Wednesday, December 14, 2011

Fed Says U.S. Economy ‘Expanding Moderately’; Policy Unchanged

Federal Reserve policy makers said the economy in the U.S. is maintaining its expansion even as the global economy slows, while refraining from taking new actions to lower borrowing costs.

“The economy has been expanding moderately, notwithstanding some apparent slowing in global growth,” the Federal Open Market Committee said in a statement at the conclusion of its meeting today in Washington. “While indicators point to some improvement in overall labor market conditions, the unemployment rate remains elevated.”

Chairman Ben S. Bernanke and colleagues have been trying to determine whether there’s more the Fed can do to spur the economy after two rounds of large-scale asset purchases and three years of near-zero interest rates. Policy makers are also discussing how they can release more information and improve public understanding of the Fed’s broader objectives.

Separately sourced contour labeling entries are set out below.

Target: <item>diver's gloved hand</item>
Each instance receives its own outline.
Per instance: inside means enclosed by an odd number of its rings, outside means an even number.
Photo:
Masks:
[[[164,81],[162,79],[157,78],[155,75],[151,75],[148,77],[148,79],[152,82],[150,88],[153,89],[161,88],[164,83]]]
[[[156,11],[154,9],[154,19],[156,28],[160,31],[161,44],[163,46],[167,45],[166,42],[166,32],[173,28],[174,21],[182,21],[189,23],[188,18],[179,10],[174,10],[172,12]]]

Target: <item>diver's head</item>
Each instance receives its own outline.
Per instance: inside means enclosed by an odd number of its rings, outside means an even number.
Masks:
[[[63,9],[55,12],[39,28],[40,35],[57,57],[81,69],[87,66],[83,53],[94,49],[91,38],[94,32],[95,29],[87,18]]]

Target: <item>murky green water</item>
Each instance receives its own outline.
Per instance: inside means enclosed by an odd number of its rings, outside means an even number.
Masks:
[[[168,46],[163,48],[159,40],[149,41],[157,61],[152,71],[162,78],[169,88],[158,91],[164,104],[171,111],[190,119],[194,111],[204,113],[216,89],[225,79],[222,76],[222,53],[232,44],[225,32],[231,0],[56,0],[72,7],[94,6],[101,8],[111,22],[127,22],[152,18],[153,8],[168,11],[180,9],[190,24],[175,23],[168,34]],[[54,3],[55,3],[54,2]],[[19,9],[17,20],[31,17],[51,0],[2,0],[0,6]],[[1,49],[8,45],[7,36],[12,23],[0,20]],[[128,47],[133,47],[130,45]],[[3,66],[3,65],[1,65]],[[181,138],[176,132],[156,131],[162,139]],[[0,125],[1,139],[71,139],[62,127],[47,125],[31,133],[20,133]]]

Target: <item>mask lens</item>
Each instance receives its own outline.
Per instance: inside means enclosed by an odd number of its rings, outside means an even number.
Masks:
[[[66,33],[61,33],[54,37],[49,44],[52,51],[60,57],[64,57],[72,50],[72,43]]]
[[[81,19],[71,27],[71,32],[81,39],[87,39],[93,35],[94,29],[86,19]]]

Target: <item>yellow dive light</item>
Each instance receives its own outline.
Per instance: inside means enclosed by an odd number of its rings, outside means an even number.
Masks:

Today’s statement reiterated the warning at the Fed’s two previous meetings that “Strains in global financial markets continue to pose significant downside risks to the economic outlook.” Bernanke said last month that the sentence refers to the European debt crisis.

The Fed left unchanged its statement that economic conditions are likely to warrant “exceptionally low” interest rates “at least through mid-2013.” The central bank lowered its target overnight interest rate to a range of zero to 0.25 percent in December 2008.

Stocks Pare Gains

Stocks pared gains after the statement. The Standard & Poor’s 500 Index rose 0.1 percent to 1,237.03 at 2:25 p.m. in New York after rising as much as 1.1 percent. The yield on the 10-year Treasury note fell to 1.97 percent from 2.01 percent late yesterday.

The central bank said it would continue its exchange of $400 billion of short-term debt with long-term securities to lengthen the average maturity of its holdings, a move dubbed Operation Twist. The Fed also did not alter its policy of reinvesting its portfolio of maturing housing debt into agency mortgage-backed securities.